Merry Christmas Everyone!

Everyone loves Christmas.. except for maybe Ava when she has to get her picture taken with Santa....

We wanted to use this for our xmas card this year but apparently this is poor taste?

Wishing everyone the best this holiday season, we love you!

Allan, Kathleen & Ava

Thursday, November 24, 2011

Macy's Parade

Happy Thanksgiving, everyone!

This morning we went to Diana's cousin's apartment to watch the Macy's Thanksgiving Day parade. The apartment is on the 7th floor overlooking Central Park West, and we had a nice view of the bands and floats and balloons.


You'll all be happy to know that Neil Diamond (not shown) is alive and well, at least well enough to stand on one of the floats from 80th down to 34th St.

Snoopy (also not shown below) was looking particularly worn, from our vantage point, perhaps even more weathered than Neil.

A few pictures:


Margaret with her step-cousin Georgia and (floating behind) Ugly Doll.



Lachlan missed Smurf and Spiderman and a few others due to a minor faceplant stepping out onto the balcony. His noggin was not fit for publishing without an NC-17 rating.



The parade just kept going and going and going...

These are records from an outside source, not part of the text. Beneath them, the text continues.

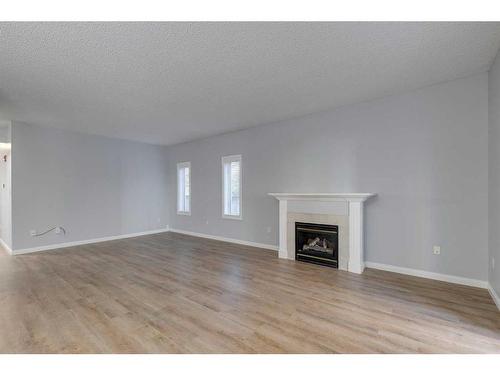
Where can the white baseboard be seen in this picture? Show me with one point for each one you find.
(85, 242)
(225, 239)
(5, 246)
(494, 295)
(429, 275)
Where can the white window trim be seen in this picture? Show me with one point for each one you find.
(180, 166)
(228, 159)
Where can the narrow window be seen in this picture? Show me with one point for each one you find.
(184, 188)
(231, 187)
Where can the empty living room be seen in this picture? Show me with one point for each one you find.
(263, 186)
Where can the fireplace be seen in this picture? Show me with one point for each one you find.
(317, 243)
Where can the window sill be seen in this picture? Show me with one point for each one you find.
(232, 217)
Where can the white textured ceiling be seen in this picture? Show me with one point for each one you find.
(173, 82)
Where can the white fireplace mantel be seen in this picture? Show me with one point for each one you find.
(354, 210)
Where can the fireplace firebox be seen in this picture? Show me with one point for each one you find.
(317, 243)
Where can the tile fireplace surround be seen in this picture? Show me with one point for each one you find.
(333, 205)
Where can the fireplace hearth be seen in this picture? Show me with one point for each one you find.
(317, 243)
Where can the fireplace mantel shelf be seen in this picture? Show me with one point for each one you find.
(323, 196)
(310, 202)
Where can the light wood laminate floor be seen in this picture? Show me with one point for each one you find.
(170, 293)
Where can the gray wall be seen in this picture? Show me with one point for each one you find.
(494, 174)
(93, 186)
(424, 153)
(5, 186)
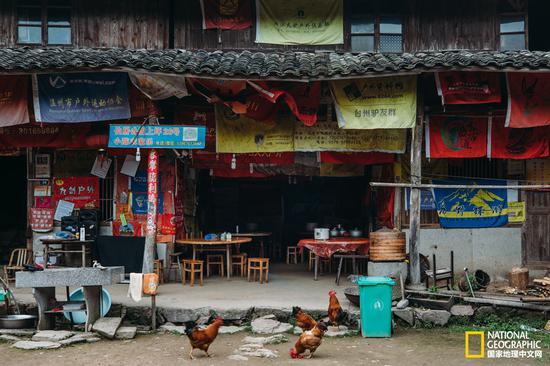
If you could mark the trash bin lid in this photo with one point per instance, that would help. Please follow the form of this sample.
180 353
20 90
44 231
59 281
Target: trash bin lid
375 280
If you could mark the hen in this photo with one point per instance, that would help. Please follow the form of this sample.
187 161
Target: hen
336 314
202 338
303 319
309 340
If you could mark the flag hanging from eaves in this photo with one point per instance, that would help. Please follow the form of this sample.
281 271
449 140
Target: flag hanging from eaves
471 207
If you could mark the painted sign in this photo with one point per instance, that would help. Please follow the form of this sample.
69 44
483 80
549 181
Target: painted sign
81 97
157 136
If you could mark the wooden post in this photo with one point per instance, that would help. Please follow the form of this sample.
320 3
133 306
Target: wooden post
152 197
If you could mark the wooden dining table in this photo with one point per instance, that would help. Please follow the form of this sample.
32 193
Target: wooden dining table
215 246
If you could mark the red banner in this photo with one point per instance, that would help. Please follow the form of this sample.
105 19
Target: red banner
226 14
518 143
82 191
528 100
13 100
456 137
465 87
361 158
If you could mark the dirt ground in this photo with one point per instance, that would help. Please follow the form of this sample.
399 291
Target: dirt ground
410 347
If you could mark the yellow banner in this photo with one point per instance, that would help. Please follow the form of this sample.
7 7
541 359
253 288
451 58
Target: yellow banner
373 103
238 134
313 22
516 211
326 136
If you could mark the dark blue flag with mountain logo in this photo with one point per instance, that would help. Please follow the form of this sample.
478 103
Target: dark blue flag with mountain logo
471 207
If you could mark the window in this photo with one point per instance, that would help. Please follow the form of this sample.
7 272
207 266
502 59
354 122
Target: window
512 32
44 22
376 34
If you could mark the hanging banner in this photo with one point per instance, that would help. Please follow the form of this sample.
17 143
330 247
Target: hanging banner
471 208
83 192
360 158
326 136
81 97
466 87
517 143
311 22
158 86
456 137
157 136
373 103
226 14
528 102
13 100
239 134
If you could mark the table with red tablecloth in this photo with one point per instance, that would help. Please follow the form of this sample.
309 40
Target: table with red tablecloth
327 248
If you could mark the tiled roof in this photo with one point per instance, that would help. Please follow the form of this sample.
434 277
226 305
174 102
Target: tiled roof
254 64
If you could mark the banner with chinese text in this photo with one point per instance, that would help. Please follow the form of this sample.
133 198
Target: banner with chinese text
81 97
226 14
82 191
471 208
312 22
374 103
456 137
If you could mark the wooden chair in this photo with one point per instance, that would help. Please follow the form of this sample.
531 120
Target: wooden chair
292 255
18 258
192 266
258 265
239 261
215 260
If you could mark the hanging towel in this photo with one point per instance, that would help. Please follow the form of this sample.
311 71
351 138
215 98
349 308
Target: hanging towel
136 286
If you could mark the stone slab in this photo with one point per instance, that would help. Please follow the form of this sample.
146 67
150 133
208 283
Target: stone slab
82 276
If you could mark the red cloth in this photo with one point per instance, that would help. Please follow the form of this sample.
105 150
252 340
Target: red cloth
456 137
224 14
518 143
528 101
13 100
466 87
361 158
327 248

New Orleans was well represented at the parade this year.





These are southern belles dressed up like candy.

Lachlan's Trip to the Barber




Here is Lachlan at the kid barber, watching Elmo on the tv, driving his car, and wondering which toy he should pick out next (answer: bubble stuff).

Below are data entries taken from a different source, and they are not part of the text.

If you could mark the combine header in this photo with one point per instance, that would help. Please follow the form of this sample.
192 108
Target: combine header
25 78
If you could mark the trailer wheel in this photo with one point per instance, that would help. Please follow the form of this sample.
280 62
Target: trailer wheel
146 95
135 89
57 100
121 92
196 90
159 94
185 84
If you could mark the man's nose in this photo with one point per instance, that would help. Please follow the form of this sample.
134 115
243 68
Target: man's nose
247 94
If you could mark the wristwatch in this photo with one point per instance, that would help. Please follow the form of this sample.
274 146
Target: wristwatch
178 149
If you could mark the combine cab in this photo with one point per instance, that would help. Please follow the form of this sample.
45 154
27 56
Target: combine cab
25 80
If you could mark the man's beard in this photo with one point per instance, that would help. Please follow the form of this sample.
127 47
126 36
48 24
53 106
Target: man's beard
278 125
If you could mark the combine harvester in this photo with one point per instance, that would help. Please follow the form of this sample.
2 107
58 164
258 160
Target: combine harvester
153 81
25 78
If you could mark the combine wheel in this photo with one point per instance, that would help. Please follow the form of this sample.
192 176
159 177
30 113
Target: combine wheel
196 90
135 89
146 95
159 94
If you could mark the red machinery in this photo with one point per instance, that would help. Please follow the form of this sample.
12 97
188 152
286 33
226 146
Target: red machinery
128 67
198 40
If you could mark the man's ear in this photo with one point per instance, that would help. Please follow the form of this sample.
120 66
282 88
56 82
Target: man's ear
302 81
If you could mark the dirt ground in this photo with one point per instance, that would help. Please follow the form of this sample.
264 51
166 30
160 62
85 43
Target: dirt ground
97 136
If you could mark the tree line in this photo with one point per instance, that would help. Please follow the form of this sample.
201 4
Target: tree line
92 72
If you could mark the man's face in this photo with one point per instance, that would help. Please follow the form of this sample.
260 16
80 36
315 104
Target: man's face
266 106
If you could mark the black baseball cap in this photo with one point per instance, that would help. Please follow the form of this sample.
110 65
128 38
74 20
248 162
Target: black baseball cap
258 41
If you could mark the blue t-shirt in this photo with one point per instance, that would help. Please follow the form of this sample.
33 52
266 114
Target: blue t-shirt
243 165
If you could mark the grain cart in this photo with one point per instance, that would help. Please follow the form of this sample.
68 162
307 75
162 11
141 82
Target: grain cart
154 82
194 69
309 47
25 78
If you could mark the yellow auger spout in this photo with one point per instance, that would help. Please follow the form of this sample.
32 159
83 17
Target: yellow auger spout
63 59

Just like I remember from my haircuts when I was a boy.







Sunday, November 6, 2011

River Road House

Hey, it's the same as last time! Look closer, Holmes. Upper roof has shingles, eaves, soffits and finished dormers. No need to climb up there again. Electric service, water and septic all installed. Isn't missing much now, just windows, plumbing, wiring, insulation, appliances, doors, floor-wall-ceiling coverings, hand rails, driveway, siding and TV screen.










Tuesday, September 6, 2011

James' Scottish Vacation

In a moment of weakness this summer, James agreed to go on a family vacation to Scotland.

Here's his story...

James allows himself to be chauffeured everywhere...




















James explores the
Kintyre peninsula...

















James relaxes on the Isle of Mull...











James marvels at the ancient Callenish Stones....
























James shops for Harris tweed...






Thursday, August 11, 2011

Ava Uh Oh




Allan tried to upload this and had problems so now I'm giving it a try because it's so cute we want everyone to see Ava.

Saturday, August 6, 2011

On August 6, 1991 the world changed...



It was 20 years ago today that British physicist Tim Berners-Lee posted a description of a project he called the "World Wide Web" to an online newsgroup, effectively revolutionizing modern life. Working for CERN, the European Organization for Nuclear Research, Berners-Lee invented his service to allow scientists to easily share and access information via the Internet. Although the infrastructure of the "Net" had been growing for years, it was until then a highly technical system known mostly to academics and scientists like Berners-Lee. The World Wide Web, as Berners-Lee conceived it, would use the Net to connect documents with clickable links — or hypertext — and make them searchable.
Under the encouraging headline "Try it," Berners-Lee's post included information on accessing the first Web server and a Web browser prototype, and gave the address — or "coordinates," as he called it then — of an example website he'd created. This Web page — the world's very first — further explained the project he'd nicknamed "W3," explaining how to search the Web and how to build your own page. Academia began using the service first, then industry. In early 1993, Mosaic was released, the first Web-browsing software for PCs and Apple Macintosh computers. Anyone with an Internet connection could now surf — and help create — the Web.
Berners-Lee had written in that first post: "The project started with the philosophy that much academic information should be freely available to anyone." Today the word "much" seems quite an understatement, and "academic" almost laughable. But it is astonishing to be reminded that so much of what's on the Web is "freely available" because Berners-Lee created the Web for free. For his donation, he was named by Time magazine as one of the top 20 thinkers of the 20th century, and was awarded a knighthood in 2004.
Berners-Lee said: "The dream behind the Web is of a common information space in which we communicate by sharing information. Its universality is essential: the fact that a hypertext link can point to anything, be it personal, local or global, be it draft or highly polished."